Power Mac G4 (1.25 GHz, “mirrored drive doors,” 2003)

The Power Macintosh G4/1.25 GHz “Mirrored Drive Doors” tower used a 1.25 GHz PowerPC 7455 G4 processor, 256 MB RAM, an 80 GB hard drive, a 12X DVD-ROM/CD-RW “Combo” drive, and allowed wireless using an optional AirPort (802.11b) card. This model was released along with new Power Macintosh G5 models to provide a lower-cost alternative for users who did not need the power of the G5 and still wanted to boot with the MacOS 9 operating system.

While similar to the previous “Quicksilver” model, the front of this tower retains the silver opaque color, but adds a mirror-finished plate over the two available optical drive doors in the center.

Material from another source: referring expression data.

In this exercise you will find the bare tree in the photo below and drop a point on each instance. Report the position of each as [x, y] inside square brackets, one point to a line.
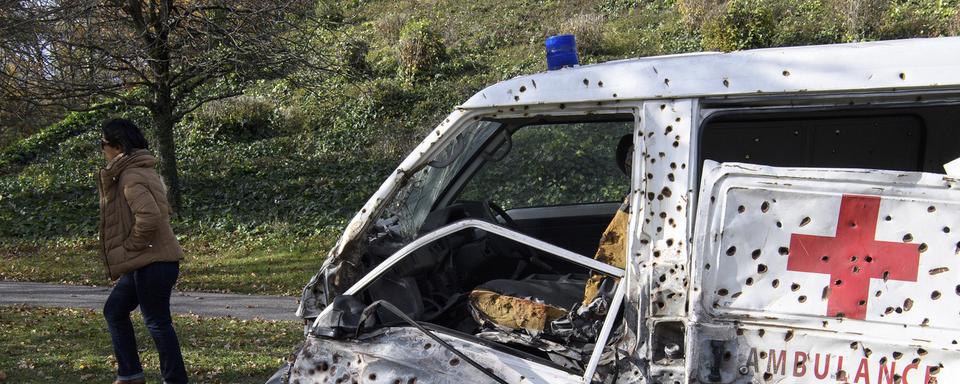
[167, 56]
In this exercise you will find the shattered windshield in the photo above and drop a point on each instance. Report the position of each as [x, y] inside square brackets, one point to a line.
[413, 202]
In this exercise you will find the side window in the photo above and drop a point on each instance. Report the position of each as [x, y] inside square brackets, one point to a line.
[903, 139]
[554, 164]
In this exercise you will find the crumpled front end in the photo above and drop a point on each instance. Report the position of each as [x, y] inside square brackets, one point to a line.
[405, 355]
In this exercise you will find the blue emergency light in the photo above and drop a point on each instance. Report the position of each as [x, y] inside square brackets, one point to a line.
[561, 52]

Although two drive spaces are available, this example only uses one “Combo” (CD/DVD reader/writer) drive in the top position. The prominent drive doors also include the power button at the top-center and an “interrupt” button off to the right. A single speaker is placed above the doors. Four conspicuous ventilation holes span the bottom of the front of this tower.

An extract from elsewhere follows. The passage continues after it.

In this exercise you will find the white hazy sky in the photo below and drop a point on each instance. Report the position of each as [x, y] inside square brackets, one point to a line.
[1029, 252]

The back of the tower was flipped compared to previous similar tower designs (G3 blue and white, G4 graphite, and G4 Quicksilver), in that the expansion slots are placed at the top. This tower has spaces for five slots, but only uses slot 1 (at the bottom) to house a VGA port and ADC (proprietary Apple Display Connector) port; slots 2–5 are unused. Ports are included below with two USB, two FireWire (400), one ethernet, a space for a modem port, and side-by-side microphone (line-in)/speaker (audio-out) 3.5 mm jacks. A dedicated Apple speaker port is included to allow Apple’s crystal-clear spherical speakers to be used.

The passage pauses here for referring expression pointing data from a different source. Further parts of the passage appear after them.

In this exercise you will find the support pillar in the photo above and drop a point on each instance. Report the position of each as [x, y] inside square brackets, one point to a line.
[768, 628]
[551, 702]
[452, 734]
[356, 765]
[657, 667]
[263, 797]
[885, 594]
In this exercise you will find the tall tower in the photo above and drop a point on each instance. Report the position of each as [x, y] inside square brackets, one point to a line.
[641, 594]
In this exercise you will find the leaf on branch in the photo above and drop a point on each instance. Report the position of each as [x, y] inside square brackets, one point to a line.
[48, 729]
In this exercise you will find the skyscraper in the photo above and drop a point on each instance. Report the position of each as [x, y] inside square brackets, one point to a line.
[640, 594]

The right side of the tower included a latch with a circular rubberized grip that allowed the entire side of the tower to be opened on a hinge, revealing and providing relatively easy access to all internal components. Plug-in slots (such as video, memory, and wireless) were attached to the hinged side, while components such as drives and fans remained attached to the internal metal frame of the tower.

A design concept worth noting in this tower is its two-layer round-hole pattern on the back. The internal layer features smaller, closely spaced holes in silver metal, while the larger outer holes are spaced further apart in light-silver plastic. The concept is similar to the somewhat-maligned “cheese grater” design used in the 2019 Mac Pro tower. The 2019 Mac Pro uses a “machined spherical array” of ventilation holes in a distinctive design—”The lattice pattern on the Mac Pro is based on a naturally occurring phenomenon in molecular crystal structures.” To be clear, the 2019 design is a single piece of machined metal—not two separate layers—but the designs are related visually. In both the 2003 and 2019 towers, the holes are used simultaneously as design, structure, and ventilation.